Mistimed Flights

Wednesday, March 16, 2005

I slept well last night. Around midnight (New York time), I conked out. I would have slept the entire night had a certain disfigured baby not started screaming at around 4am. I have this theory that if you run to a baby every time it cries, you condition it to cry every time it wants you to run. There are times, of course, where you have to go to the baby—it might have a dirty bum (igh) or hunger or be uncomfortable or be twisted in its blanket. But most of the time, especially during the night, it cries for little reason other than it wants you to run. Following through with my well-schooled baby psychology, it would be best if the parents not to run to the baby every time it cried. Even withstanding the aforementioned, I know nothing about babies, but it seems my hotel neighbor shares my lack of knowledge and implemented the no-run-baby experiment the last two nights. When the baby started to cry at 4am, there was no response, no rocking, no coddling, no (please!) walking with the baby to the ice machine. Instead, the baby wailed and wailed until it cried itself back to sleep around 6am. (Either that or the parents were sloshed in the hotel bar—I should have called social services to have the monster removed; why do all my good ideas occur after the fact?) By the time the monster gave up, I managed to sleep only fitfully for the last couple of hours before it was time to awaken.

Speaking of awakening, my alarm went off at 8am, leaving me with plenty of time to shower and pack before heading to Newark airport for my 11am flight. The taxi took less time than I expected, and I arrived by 9:30am, leaving me ample time to check in, eat breakfast, and wait comfortably with no suggestion of anxiety. The thing about 11am flights is that if the flight leaves, for example, at 2pm and not 11am, arriving at the airport for the earlier flight time means you’ll sit around for many hours. I somehow did that. I always had an inkling that the flight left at 2pm, but when I spoke to evil Doolies last night, she said that that didn’t sound right. How can it leave at 2pm if you arrive at 5pm? The answer, of course, is that there’s a three-hour time difference, which turns what would be a three-hour flight into a more realistic six-hour flight. This was all lost on me late last night, and when I checked the calendar on my Phone That Is Smarter Than Me (PTISTM—I have to work on that acronym), it agreed with Doolies (I’m not sure how that happened). It worked out for the best, however. I now have many hours to write, check e-mail, and perhaps even work before I get on the plane. Once on the plane, my plan is sleep, read book, catch up on magazines, relax.

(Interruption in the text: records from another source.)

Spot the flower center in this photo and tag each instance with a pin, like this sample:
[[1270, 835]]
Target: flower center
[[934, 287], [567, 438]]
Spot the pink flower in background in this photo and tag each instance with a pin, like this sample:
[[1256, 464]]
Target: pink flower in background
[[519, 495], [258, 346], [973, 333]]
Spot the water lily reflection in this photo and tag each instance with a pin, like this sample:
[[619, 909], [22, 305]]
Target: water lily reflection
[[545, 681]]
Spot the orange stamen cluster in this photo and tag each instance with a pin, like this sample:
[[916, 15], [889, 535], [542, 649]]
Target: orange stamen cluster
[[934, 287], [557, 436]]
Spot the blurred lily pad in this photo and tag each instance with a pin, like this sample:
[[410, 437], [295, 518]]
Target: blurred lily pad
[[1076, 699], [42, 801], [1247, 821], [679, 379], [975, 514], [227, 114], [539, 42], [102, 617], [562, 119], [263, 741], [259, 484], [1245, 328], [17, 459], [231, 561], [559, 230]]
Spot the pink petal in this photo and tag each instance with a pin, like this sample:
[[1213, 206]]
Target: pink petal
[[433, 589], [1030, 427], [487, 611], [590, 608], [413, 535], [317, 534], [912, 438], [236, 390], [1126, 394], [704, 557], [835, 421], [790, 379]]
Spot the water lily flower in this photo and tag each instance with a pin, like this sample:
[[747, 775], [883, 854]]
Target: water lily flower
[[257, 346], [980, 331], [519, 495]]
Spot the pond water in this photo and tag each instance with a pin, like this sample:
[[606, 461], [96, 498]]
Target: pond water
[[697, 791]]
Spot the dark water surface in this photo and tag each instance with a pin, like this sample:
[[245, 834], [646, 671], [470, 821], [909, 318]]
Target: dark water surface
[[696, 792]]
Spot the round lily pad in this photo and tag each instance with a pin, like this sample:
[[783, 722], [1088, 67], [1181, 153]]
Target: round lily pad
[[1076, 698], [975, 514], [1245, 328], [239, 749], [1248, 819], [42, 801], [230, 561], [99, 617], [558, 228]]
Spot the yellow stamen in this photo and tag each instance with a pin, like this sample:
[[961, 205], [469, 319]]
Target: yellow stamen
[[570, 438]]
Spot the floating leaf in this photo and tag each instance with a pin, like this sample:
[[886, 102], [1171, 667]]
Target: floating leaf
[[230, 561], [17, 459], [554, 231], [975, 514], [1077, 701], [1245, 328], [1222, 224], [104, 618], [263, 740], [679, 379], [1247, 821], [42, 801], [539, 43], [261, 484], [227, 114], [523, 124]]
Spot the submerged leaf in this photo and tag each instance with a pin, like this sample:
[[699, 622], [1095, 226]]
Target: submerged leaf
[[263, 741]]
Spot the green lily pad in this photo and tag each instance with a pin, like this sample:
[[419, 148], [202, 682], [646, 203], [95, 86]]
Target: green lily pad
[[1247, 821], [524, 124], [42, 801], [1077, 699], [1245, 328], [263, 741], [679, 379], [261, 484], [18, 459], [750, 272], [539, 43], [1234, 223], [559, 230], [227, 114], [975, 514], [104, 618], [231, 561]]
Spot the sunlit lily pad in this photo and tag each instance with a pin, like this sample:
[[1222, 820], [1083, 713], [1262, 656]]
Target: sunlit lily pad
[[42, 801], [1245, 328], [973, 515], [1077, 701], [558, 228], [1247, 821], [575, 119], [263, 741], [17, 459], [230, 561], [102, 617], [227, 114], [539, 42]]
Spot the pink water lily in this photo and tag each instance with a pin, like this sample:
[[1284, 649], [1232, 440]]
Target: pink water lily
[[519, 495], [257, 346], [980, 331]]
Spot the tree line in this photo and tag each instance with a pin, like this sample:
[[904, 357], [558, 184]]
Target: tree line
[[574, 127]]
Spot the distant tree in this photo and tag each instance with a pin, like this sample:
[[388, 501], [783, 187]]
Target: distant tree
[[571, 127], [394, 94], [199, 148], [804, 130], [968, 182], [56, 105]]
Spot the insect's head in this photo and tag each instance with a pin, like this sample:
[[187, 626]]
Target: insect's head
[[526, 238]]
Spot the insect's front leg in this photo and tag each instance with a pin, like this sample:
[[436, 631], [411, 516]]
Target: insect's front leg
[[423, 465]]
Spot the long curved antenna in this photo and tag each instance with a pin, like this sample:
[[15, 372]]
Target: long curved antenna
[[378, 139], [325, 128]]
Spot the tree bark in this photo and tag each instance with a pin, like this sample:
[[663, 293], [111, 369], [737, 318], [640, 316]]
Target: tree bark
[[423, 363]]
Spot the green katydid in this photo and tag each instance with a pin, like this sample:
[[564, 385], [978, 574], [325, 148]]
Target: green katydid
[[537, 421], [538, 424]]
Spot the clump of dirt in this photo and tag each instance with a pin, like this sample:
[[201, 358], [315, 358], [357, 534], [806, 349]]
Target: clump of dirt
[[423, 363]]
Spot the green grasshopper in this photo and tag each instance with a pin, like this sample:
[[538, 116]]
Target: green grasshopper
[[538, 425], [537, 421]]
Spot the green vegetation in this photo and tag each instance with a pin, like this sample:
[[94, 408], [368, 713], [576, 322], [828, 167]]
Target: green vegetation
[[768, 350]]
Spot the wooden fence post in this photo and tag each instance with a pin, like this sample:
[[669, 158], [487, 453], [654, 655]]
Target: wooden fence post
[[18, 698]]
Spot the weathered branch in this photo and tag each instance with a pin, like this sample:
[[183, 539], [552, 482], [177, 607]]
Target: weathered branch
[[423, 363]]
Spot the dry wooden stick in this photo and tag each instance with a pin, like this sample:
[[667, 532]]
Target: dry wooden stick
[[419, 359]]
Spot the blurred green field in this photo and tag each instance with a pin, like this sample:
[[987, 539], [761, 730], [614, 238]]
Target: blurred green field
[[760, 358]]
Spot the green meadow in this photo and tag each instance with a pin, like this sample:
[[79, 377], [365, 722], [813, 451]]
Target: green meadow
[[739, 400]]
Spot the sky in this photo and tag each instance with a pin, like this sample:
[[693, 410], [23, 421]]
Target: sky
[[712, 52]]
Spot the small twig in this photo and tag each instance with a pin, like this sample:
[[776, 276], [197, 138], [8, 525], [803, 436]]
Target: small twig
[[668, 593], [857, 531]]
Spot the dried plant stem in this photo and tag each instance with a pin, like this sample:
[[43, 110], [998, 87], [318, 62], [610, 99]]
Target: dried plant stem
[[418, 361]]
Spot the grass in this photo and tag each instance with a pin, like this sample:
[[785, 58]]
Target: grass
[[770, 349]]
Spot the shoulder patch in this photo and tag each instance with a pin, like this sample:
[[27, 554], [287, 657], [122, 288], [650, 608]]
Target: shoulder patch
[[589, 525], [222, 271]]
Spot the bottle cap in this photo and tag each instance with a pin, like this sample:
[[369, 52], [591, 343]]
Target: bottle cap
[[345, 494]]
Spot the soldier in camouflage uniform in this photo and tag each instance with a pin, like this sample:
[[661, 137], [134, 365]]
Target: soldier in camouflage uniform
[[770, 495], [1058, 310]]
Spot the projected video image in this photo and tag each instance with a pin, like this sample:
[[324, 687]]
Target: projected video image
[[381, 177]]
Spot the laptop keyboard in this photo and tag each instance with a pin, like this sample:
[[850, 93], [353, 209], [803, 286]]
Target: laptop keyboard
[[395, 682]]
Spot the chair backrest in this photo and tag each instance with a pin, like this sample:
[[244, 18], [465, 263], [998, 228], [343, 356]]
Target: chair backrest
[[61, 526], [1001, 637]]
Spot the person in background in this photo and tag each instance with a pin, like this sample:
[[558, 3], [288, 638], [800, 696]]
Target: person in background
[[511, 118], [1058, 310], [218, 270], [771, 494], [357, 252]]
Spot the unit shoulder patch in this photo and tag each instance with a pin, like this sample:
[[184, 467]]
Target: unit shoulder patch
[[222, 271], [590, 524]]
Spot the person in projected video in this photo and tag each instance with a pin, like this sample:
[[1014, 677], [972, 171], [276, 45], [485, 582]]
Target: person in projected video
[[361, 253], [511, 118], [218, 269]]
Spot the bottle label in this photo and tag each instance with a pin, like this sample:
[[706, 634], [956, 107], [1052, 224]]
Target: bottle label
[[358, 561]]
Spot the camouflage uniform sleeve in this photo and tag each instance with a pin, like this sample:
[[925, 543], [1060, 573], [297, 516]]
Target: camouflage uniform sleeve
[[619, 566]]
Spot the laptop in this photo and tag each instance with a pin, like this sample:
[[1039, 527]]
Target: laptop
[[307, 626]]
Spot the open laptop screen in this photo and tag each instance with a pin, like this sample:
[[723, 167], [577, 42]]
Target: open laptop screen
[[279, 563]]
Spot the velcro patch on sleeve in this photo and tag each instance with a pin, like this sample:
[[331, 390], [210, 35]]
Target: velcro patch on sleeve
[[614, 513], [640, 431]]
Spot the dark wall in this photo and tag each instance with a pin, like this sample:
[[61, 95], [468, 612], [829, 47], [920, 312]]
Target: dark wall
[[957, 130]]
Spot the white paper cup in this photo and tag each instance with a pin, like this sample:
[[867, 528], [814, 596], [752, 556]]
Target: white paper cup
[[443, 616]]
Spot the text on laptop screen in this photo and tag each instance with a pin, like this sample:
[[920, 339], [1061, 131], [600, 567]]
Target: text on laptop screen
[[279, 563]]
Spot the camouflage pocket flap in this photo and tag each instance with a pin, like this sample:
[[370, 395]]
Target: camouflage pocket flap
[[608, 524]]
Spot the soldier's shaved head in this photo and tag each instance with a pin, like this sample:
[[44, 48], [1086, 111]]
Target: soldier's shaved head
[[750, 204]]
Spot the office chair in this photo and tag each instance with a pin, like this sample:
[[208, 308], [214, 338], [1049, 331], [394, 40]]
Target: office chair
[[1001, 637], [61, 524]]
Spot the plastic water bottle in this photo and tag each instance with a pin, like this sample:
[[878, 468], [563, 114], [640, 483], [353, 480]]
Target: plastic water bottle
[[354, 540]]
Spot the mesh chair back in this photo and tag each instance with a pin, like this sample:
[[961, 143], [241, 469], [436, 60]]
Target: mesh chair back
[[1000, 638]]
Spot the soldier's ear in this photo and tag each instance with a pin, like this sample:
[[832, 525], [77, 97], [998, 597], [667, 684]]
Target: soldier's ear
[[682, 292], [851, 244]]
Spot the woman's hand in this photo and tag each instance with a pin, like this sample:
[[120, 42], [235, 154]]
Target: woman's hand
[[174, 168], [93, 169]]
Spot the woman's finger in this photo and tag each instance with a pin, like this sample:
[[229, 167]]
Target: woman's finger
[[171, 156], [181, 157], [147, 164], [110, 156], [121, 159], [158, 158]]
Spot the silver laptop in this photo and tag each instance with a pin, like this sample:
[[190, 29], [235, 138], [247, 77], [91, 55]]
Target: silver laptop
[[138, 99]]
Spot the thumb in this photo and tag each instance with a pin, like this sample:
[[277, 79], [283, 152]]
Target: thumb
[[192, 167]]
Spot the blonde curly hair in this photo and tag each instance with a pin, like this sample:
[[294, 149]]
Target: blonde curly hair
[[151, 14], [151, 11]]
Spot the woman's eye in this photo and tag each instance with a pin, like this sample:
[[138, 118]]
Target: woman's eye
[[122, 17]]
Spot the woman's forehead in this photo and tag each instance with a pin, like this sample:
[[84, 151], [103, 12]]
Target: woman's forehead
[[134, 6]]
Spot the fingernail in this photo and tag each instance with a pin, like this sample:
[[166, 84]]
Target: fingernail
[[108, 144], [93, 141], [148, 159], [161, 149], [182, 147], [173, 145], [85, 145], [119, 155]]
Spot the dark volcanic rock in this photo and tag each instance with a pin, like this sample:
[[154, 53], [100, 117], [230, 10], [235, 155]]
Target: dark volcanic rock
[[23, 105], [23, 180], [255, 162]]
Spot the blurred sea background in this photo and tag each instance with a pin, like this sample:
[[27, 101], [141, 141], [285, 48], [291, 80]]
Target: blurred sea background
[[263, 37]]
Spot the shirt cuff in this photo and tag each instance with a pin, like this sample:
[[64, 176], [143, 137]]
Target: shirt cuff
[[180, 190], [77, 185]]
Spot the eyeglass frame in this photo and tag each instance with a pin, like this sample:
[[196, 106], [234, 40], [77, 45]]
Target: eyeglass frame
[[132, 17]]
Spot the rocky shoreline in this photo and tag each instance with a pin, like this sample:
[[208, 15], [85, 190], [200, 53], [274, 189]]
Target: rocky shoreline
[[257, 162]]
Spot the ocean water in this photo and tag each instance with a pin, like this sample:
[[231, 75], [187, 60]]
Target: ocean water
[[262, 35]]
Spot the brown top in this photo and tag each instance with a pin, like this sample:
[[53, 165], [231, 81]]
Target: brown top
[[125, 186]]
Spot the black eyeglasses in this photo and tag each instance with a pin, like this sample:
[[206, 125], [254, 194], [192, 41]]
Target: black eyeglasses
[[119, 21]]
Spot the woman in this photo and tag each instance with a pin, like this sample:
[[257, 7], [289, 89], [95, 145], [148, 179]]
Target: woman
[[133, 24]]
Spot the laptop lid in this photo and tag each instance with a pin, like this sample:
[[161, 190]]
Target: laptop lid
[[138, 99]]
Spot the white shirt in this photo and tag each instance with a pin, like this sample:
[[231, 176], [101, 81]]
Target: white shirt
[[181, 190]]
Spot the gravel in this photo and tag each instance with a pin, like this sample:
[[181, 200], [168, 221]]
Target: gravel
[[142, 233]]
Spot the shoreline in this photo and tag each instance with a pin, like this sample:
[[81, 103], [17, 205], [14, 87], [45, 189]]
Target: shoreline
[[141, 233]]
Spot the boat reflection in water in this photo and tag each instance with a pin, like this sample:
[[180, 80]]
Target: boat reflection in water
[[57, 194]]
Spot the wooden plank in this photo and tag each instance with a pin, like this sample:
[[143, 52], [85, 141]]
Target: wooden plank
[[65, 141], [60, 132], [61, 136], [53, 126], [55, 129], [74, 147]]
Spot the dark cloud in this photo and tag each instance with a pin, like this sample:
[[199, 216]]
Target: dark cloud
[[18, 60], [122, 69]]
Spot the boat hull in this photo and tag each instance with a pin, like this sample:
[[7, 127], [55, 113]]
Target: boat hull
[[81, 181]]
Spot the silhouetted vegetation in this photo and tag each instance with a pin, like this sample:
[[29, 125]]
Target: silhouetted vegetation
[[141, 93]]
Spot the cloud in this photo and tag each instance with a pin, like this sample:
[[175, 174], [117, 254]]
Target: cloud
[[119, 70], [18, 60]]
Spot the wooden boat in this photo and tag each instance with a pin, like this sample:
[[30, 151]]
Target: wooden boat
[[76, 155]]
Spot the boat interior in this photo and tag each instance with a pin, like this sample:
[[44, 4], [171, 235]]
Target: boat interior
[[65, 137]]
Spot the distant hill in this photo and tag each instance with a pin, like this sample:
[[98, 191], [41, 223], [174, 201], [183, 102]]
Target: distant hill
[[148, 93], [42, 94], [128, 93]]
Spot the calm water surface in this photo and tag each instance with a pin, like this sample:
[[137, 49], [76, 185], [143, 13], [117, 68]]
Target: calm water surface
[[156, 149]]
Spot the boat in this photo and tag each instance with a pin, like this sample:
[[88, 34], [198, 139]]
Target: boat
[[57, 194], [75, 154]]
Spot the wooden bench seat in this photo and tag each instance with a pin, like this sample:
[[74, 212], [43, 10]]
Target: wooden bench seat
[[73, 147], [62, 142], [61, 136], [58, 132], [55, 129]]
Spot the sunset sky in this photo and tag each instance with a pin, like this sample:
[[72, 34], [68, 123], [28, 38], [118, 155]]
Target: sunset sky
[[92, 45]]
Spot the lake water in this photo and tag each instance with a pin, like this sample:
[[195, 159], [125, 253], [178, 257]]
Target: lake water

I was thinking about the gym and I came to this great realization: the thing about the perfect body is that the body was never meant to be perfect. There, take that evil gym! Of course, if I worked out to have a “normal” body instead of a perfect body, I’m not sure if that argument would work. Look at Bruce Lee! For all his perfection, he still died young. Ergo, I shouldn’t work out. (It’s like a mathematics proof: lots of steps are skipped because of their obviousness to any PhD-toting, small-headed, beady-eyed, pocket-protector wearing genius.)

I should trap myself in strange places with internet more often. When I have fewer distractions and no escape, I write more. (We won’t speak of quality since that is always an empty discussion.)

The last time I was in Newark airport, I grew famously sick by eating Nathan’s famous hotdogs. During that flight back to Seattle, I vowed never again to eat hotdogs, and especially not Nathan’s hotdogs. I just finished lunch at Nathan’s. I don’t know what it is about comfort food, but I’m a sucker for it. While in New York this time, I visited a diner twice for a grilled cheese sandwich. I have tried many times to duplicate this sandwich at home and failed. It’s amazing how every diner in New York cooks the same tasting grilled cheese sandwich. I have a nagging suspicion that the secret sauce is the use of lard as the fat during grilling. I’m trying not to dwell on this any more than is necessary, however. I’m also hoping that I won’t suffer for my poor lunch choice. The jury is still out on that question.